The two boys agree to meet up the following day but while Kirill (Josef Mattes) seemed eager to take Marlo’s number, he is very slow to give him a call. Despite the pair having only just met, Kirill’s absence from Marlo’s life is all-pervasive. Taciturn and introverted at the best of times, Marlo clams even tighter shut until a friendly interrogation by his friend invites the admission that while he did not meet a girl, he did meet a guy. The traditions of visual storytelling live on in art house film because art house films like to encourage thought about what might be going through the characters’ minds. Silent Youth is, at times, uncomfortably silent but the silence encourages us to think about the characters and connect with their emotional states. For example, Marlo’s friend keeps making jokes about Marlo hooking up with a local girl but when Marlo effectively comes out to her, her face says more about her feelings of embarrassment and regret than mere words ever could. The film’s terms of engagement are made even clearer when Marlo and Kirill wind up being driven around by Kirill’s equally silent father; When Marlo asks why the old boy keeps staring at him, Kirill responds that he is trying to read his mind… just like the audience.
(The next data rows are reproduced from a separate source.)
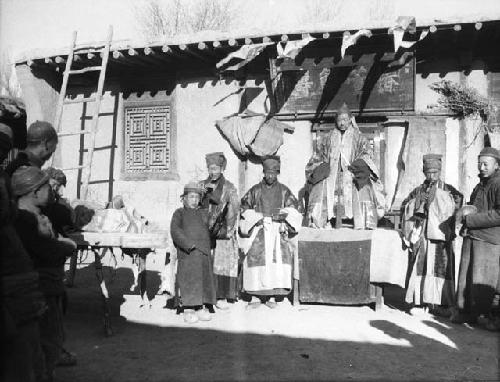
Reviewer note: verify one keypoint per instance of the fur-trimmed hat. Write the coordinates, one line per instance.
(432, 162)
(28, 178)
(490, 152)
(271, 163)
(57, 175)
(216, 158)
(192, 186)
(40, 131)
Silent Youth is a beautifully shot film that positively revels in its long silences. However, despite shifting from one pregnant pause to another, the film never feels repetitive as each of the silences reflects a different mood and another stage in the boys’ burgeoning relationship. Sometimes the silence is framed with sunlight and uncut grass in a way that evokes warmth and lust, other times the silence finds Kirill leaning back into a darkened corner as a means of capturing a momentary panic over the decision to have sex with a man. Despite this being his first feature film, Diemo Kemmesies’ direction is subtle but assured and the performances he coaxes from his actors are nothing short of mesmerising.
As admirably short as it is focused, Silent Youth is a sensitive, engaging, and technically brilliant film that firmly establishes Diemo Kemmesies as a major talent for the future.